Cambia lo statuto della Misericordia di Firenze. Quelle che nell’Arciconfraternita vengono definite “Costituzioni“ si modernizzano in alcuni punti, soprattutto sugli organi direttivi e decisionali. Non è la prima volta: nei suoi 780 anni di storia, la prima Misericordia d’Italia capostipite di una grande famiglia fatta di solidarietà e carità, più volte ha cambiato parte del suo statuto per renderlo più adatto ai tempi. In questo caso, c’è anche da adeguarsi al Codice del Terzo Settore, che la inquadta all’interno del grande e variegato mondo del volontariato, ma del quale la Misericordia fiorentina è un caso a sé, vista la sua storia e i suoi numeri. I cambiamenti sono stati elaborati con un lavoro iniziato nel maggio scorso e concluso col voto quasi unanime dal Corpo Generale solo in queste ultime ore. Tra le principali variazioni, c’è il ruolo del “Magistrato“, ossia l’organo di governo: fino a ieri composto da componenti estratti a sorte per la durata di 4 mesi, da ora in poi sarà su nomina e avrà durata triennale, permettendo così una maggiore stabilità. Il Corpo Generale, ossia l’assemblea della Misericordia, resta composta da 72 Capi di Guardia, confermata proprio dal nuovo Codice del Terzo Settore che prevede la possibilità regolata dagli statuti di istituire un’assemblea di secondo livello per la maggior parte delle decisioni quando il numero di iscritti pari ad almeno 500 unità. I Capi di Guardia saranno scelti con meccanismo elettorale in base a una serie di requisiti che comprendono l’anzianità di servizio. Abolite anche le antiche divisioni in “classi“, ossia “prelati, nobili, sacerdoti e artisti“; una quota di Capi di guardia sarà composta da almeno 12 sacerdoti, volontari a tutti gli effetti. Cambia poi il ruolo del Provveditore: entra, a differenza di prima, a far parte del Magistrato e dunque dell’organico di governo, rispetto al quale finora era figura esterna, pur essendo il legale rappresentante del sodalizio. Rimarrà in carica tre anni con rieleggibilità non superiore a due mandati, dunque sei anni. Finora l’incarico durava un anno, soggetto a “rafferma“, ossia alla sua disponibilità a proseguire nel compito fino a un massimo di 9 anni. Può diventare Provveditore qualsiasi ascritto con una determinata anzianità di servizio supportato da un numero di firme per la candidatura.

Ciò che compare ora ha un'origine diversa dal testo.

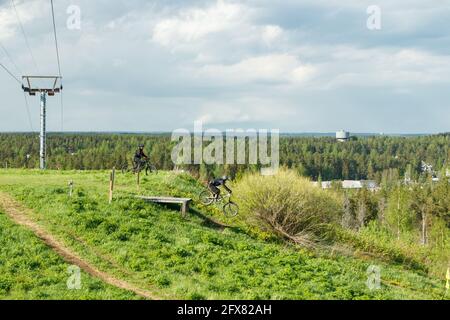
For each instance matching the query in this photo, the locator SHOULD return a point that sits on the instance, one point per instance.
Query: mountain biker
(139, 156)
(214, 185)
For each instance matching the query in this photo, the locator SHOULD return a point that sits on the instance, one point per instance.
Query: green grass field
(30, 270)
(154, 248)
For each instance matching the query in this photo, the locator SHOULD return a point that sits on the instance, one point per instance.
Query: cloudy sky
(294, 65)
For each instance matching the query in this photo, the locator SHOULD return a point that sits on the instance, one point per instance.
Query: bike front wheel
(206, 197)
(230, 209)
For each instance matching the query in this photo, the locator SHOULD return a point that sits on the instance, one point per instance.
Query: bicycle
(229, 208)
(143, 165)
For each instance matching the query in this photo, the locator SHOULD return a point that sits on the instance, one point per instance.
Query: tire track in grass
(17, 213)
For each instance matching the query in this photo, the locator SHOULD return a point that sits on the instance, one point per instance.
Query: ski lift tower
(33, 85)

Variazioni alle “Costituzioni“ riguardano anche il Collegio dei Conservatori: avrà una funzione probivirale, ma presenzierà alle adunanze degli altri organi al fine di garantire il mantenimento dei valori che da secoli contraddistinguono l’Arciconfraternita. Come previsto dal Codice del terzo Settore, l’organo di controllo e il revisore esterno dei conti entrano a far parte formalmente degli organi istituzionali. Sempre ribadendo la propria missione istituzionale basata sulla carità verso il prossimo, conservando la propria natura storica e l’ispirazione religiosa, la Misericordia si adegua ai nuovi tempi forte di più di 8.000 iscritti, 1.200 dei quali impegnati attivamente nell’attività di volontariato. Ogni anno coi suoi 34mila trasporti sociali e sanitari di emergenza, di assistenza alla persona, aiuto alimentare, i servizi di protezione civile e residenziali per anziani e disabili, le sue circa 140mila prestazioni ambulatoriali, resta un punto di riferimento e un vanto per Firenze e la sua storia.